Beyani visited three IDP sites around Gilgil, 120 km (80 miles) northwest of the capital, Nairobi, to see whether conditions had improved since his last visit in 2011.
"Basically, no improvement has been made," he said. "The IDPs still live in tattered camps without access to adequate food and services. They are cramped in the tents in which they live."
Children living in the camps and on the street are not going to school. While primary education is nominally free in Kenya, parents have to contribute to equipment, like desks and books, as well as paying for uniforms.
"Most IDP families can't afford that and that effectively bars their children from going to school," he said. "A whole generation is just lost in terms of their future and in terms of their education."
In addition, the schools were too far away for young children to walk to and the journey was impossible when it rained.

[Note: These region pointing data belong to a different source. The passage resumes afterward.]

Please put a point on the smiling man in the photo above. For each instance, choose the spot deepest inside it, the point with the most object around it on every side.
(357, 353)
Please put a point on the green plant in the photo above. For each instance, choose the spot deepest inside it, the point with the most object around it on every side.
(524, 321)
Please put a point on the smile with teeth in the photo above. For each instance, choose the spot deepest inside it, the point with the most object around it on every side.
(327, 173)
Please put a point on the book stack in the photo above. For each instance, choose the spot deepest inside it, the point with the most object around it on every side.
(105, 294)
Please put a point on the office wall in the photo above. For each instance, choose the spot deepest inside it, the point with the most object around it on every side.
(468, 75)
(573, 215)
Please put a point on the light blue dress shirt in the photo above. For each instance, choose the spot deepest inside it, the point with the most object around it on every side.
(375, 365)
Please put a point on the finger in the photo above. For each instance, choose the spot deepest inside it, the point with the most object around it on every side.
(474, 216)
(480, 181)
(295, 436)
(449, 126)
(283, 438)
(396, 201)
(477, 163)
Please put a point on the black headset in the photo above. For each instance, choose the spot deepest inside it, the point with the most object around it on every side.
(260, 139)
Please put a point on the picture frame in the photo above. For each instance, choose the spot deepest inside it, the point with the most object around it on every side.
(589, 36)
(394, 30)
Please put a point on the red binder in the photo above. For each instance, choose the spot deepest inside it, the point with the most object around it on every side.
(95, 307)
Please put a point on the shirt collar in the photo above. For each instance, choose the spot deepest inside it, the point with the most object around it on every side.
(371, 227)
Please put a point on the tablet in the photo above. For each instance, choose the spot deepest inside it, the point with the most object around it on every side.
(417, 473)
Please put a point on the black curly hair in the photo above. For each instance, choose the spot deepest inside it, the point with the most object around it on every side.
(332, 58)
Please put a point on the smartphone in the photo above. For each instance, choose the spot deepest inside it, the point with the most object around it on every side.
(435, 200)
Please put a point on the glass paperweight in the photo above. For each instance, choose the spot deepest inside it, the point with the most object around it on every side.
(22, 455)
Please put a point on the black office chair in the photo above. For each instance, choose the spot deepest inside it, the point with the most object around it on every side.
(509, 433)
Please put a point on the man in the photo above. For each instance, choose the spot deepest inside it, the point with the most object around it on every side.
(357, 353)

"It is important in the course of resettling IDPs to make sure that the land on which they are resettled is in close proximity to a school," said Nina Schrepfer, a legal adviser with the U.N.'s refugee agency who travelled with Beyani.
Beyani said the government's resettlement plan was flawed from the outset. It assumed that all of the displaced were farmers who needed land, while some were businesspeople or town dwellers.
In addition, land is expensive and scarce in Kenya and transactions are often tainted by corruption. There have been reports of corruption around the process of buying land for IDPs and of payments being made to 'fake' IDPs.
"The methodology that was adopted throughout missed the point," Beyani said. "What should have been done would have been to profile to the specific needs of IDPs... consult with them, let them participate in the decisions."
Beyani met around 150 IDPs who had returned to Mawingu, one of the main camps in the area, because they could not farm or find work at the resettlement site that the government had taken them to.
In another site, around 200 elderly IDPs had clubbed together to buy land but there is a legal dispute over its ownership.
"They live in tents," said Beyani. "There was an attempt by some civil society organisations to build houses for them but that project was stopped because the owner of the land went to court to issue a restraining order."
He said the government should carry out a verification exercise to know how many IDPs there are in Kenya. Compensation was paid to many of the IDPs living in camps, but those who sought refuge elsewhere, such as with relatives, were not registered and missed out.
Displacement is a recurrent problem in Kenya, caused by political violence, inter-ethnic clashes, evictions and natural disasters.